A gestão democrática do ensino público é instituída por meio do reconhecimento da função política da educação e isso se dá frente aos rumos da sociedade na luta pela democratização do país. A Conferência Mundial sobre Educação para Todos, realizada na Tailândia (1990), é o marco da nova posição de realinhamento do Estado brasileiro com as reformas neoliberais. O Banco Mundial assume posição expressiva no financiamento da educação básica. O fortalecimento da gestão e a ampliação da autonomia foram destacados como “direção prioritária” da política educacional.
Como vemos um dos mais importantes princípios da gestão democrática é o da autonomia, que não pode ser confundida com o individualismo, como prega o discurso neoliberal. Na perspectiva de uma gestão democrática, a definição de autonomia deve estar fundamentada nos princípios da escola cidadã. Sendo assim, a gestão democrática da escola, princípio para a construção do projeto político pedagógico, implica em refletir sobre as políticas educacionais, processo que deve ser conduzido segundo uma determinada concepção de educação e de sociedade.
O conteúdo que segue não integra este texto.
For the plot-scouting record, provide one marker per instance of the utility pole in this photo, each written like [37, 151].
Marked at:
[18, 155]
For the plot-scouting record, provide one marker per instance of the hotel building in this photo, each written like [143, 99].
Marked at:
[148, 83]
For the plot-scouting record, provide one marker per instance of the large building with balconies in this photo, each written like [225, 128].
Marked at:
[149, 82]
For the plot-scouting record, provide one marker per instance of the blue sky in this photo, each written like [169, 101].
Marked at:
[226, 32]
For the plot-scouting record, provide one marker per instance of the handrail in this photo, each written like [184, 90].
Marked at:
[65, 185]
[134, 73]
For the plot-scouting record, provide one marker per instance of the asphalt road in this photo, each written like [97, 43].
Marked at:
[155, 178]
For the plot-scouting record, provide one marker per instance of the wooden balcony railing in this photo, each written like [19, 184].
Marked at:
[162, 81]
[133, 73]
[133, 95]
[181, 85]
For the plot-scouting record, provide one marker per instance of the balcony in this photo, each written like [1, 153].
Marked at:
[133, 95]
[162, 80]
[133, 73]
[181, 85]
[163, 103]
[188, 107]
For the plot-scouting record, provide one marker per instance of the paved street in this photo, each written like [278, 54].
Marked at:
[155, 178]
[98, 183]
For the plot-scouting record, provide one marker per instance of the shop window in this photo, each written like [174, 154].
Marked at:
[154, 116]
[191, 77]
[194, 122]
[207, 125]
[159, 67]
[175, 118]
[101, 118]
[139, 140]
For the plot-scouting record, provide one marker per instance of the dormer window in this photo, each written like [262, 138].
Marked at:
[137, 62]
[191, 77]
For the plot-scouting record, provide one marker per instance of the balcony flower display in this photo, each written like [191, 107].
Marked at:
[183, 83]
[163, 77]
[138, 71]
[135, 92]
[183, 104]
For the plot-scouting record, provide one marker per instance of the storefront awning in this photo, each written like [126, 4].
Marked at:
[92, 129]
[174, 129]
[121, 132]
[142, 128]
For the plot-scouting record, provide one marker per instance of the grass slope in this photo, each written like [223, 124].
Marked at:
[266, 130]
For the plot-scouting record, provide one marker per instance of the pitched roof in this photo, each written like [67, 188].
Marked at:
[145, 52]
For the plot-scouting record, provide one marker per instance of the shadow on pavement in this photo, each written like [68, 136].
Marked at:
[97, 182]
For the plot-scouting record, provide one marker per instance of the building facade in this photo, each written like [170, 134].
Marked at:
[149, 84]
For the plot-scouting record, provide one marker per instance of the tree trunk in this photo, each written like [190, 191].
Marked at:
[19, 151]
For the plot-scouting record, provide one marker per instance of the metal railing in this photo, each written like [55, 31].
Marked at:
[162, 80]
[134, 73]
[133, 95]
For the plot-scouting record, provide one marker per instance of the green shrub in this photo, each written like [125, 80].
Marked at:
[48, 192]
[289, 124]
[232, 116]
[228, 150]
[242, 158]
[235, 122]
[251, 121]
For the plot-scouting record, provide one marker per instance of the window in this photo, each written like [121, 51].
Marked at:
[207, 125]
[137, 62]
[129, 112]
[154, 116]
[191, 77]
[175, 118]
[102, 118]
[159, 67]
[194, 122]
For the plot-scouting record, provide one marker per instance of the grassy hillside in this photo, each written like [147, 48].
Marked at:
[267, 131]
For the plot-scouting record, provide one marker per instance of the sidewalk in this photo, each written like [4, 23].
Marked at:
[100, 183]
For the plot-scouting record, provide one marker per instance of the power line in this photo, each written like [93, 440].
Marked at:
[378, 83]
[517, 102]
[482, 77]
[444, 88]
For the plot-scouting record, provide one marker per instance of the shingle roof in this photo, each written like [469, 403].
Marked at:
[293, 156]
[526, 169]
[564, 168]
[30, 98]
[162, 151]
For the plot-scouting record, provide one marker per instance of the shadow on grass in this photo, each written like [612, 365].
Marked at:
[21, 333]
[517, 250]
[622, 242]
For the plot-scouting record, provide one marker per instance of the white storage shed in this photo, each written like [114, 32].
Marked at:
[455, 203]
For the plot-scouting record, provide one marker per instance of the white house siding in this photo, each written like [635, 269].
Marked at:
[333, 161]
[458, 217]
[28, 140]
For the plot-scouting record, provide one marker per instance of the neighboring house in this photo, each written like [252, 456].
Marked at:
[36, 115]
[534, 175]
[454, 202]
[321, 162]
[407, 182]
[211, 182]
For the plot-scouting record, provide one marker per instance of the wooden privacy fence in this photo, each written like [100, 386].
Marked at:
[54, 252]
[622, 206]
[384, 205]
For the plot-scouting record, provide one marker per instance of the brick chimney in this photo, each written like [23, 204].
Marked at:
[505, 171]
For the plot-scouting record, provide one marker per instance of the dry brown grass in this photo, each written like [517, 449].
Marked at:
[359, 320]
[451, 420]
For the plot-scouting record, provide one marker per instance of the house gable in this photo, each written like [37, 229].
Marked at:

Ou seja, a autonomia da escola deve ser construída e o projeto político pedagógico visto como instrumento de luta. 
 
Rio de Janeiro, 13 de junho de 2016.
 




[1] O Consenso de Washington foi um encontro ocorrido na capital dos Estados Unidos, no ano de 1989. Foram convocados, diversos economistas latino-americanos liberais, funcionários do Fundo Monetário Internacional (FMI), Banco Mundial, Banco Interamericano de Desenvolvimento (BID) e do governo norte-americano. O encontro buscava avaliar as reformas econômicas na América Latina. As conclusões do encontro formam um conjunto de medidas para promover o ajustamento macroeconômico dos países em desenvolvimento.
 
[2] A Conferência realizada na cidade de Jomtien, teve como objetivo estabelecer compromissos mundiais para garantir a todas as pessoas os conhecimentos básicos necessários a uma vida digna, condição insubstituível para o advento de uma sociedade mais humana e mais justa. Participaram das discussões a UNESCO e a UNICEF, com apoio do Banco Mundial e de várias outras organizações intergovernamentais, regionais e organizações não governamentais.
 
[3] Documento elaborado em 1993 pelo Ministério da Educação (MEC) destinado a cumprir, no período de uma década (1993 a 2003), as resoluções da Conferência Mundial de Educação Para Todos, realizada em Jomtien, na Tailândia, em 1990, pela Unesco, Unicef, PNUD e Banco Mundial. Esse documento é considerado “um conjunto de diretrizes políticas voltado para a recuperação da escola fundamental no país”.
 
[4] CUNHA, L. A. A Educação na Nova Constituição. Revista da Associação Nacional de Educação – ANDE, Ano 6, nº 12, p. 5-10, 1987.
 
[5] PADILHA, Paulo Roberto. Planejamento dialógico: como construir o projeto político pedagógico. 7ª Ed. São Paulo, 2007.




[i] Professor, Especialista em Educação e Poeta.